Ante tanta asquerosidad, Concha marcó todos sus cubiertos, platos y vasijas para usarlos siempre con ella. Al plato le hizo una cruz en el fondo, al jarro le picó el asa, y al tenedor y la cuchara los pasó por candela para ponerlos prietos. El primer día que los utilizó, la anciana revolvió el arroz con el tenedor, y vio la cruz en el plato. Luego palpó el asa estropeada del jarrito plástico. Evidentemente comprendió el significado, y en un arranque de violencia, echó abajo el mantel, rompió toda la loza, y regó por el piso la fuente de arroz y la olla con frijoles.

 

Concha iba a empezar a gritarle, pero en ese momento alguien tocó el timbre de la puerta. Respiró hondo, y se encaminó a abrir.

 

-¡Buenas! –dijo Rosa, la presidenta del CDR, que sin dudas había escuchado el ruido-. ¡Espero no haber venido en mal momento! Pero tenía que recordarles que mañana es el desfile por el primero de mayo. ¡Todos los de la cuadra vamos a salir para la plaza a las cuatro de la madrugada! ¡Aquí les traigo un par de banderitas cubanas para que la alcen en alto cuando pasen ante las cámaras! Porque ustedes no van a dejar de ir, ¿verdad? Recuerden que estamos emulando con el CDR de al lado, y tenemos que hacernos sentir e ir a protestar bien fuerte en contra de los americanos.

 

-¿Vas a ir? –le pregunté a Concha cuando ya Rosa había salido.

 

-¿A dónde? ¿A la plaza? ¡Dios me libre! –dijo ella desde el piso, donde recogía el reguero de arroz-.¡Pero tú si tienes que ir!

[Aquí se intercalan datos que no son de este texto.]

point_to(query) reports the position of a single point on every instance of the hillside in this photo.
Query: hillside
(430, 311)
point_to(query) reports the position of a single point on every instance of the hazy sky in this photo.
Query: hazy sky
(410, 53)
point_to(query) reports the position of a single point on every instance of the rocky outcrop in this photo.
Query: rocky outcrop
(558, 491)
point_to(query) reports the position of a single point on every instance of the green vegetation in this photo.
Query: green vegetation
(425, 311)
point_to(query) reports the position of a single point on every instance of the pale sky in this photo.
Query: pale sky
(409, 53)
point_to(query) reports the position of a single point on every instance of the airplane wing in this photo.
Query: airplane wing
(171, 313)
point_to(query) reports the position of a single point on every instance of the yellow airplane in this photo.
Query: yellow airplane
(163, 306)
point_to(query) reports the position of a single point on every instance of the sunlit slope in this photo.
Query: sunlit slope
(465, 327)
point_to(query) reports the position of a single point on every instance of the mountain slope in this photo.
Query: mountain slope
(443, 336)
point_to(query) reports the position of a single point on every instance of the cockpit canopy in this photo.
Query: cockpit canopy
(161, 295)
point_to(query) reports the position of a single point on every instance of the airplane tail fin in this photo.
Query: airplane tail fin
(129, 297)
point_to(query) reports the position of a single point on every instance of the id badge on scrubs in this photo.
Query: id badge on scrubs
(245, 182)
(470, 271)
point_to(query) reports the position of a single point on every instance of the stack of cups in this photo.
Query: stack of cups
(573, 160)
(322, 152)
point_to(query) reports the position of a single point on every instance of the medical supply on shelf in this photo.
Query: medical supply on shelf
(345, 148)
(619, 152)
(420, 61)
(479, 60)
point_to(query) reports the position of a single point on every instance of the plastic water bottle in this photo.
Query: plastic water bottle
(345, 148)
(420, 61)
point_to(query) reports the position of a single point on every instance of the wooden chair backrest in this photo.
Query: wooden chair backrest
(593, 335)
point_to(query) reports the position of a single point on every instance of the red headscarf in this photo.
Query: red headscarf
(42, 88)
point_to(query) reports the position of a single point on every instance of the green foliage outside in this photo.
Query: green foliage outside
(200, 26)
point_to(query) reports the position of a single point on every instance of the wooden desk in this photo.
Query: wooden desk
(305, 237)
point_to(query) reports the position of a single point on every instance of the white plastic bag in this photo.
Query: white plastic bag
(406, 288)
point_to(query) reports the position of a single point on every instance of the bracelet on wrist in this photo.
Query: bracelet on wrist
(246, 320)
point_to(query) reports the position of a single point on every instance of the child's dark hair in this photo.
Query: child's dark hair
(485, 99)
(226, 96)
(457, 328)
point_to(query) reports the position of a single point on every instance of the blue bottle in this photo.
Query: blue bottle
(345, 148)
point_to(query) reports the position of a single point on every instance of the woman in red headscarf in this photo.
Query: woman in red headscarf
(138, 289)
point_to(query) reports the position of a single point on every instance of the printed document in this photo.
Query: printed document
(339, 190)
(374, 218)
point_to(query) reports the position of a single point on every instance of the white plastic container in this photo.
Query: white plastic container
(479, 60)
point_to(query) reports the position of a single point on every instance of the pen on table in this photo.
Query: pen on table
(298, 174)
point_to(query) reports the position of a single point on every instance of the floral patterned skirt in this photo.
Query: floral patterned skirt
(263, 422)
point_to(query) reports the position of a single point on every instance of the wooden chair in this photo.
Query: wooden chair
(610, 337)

Rosa siempre pasa lista, y te conviene estar en buenas con ella. Ahora con toda esta “resingueta” de las ilegalidades, te podría fastidiar si ve que tú no cooperas.

 

-Si me hubieras apuntado en el Registro de Dirección y en la Libreta de Abastecimientos, ahora no tendría encima esas preocupaciones. No sé por qué ya no lo has hecho. No debes tener miedo. ¡Yo nunca te voy a quitar tu casa!

 

-¡Ay, chico, no digas esas cosas! ¡Qué miedo voy a tener! No te he apuntado por vagancia, por no hacer la cola en la Oficoda.

 

Concha estaba muy extraña. Oscarito también. Desde hacía días los notaba nerviosos. Se la pasaban conversando bajito por los rincones, y una vez creí escuchar algo acerca de una carta que habían recibido.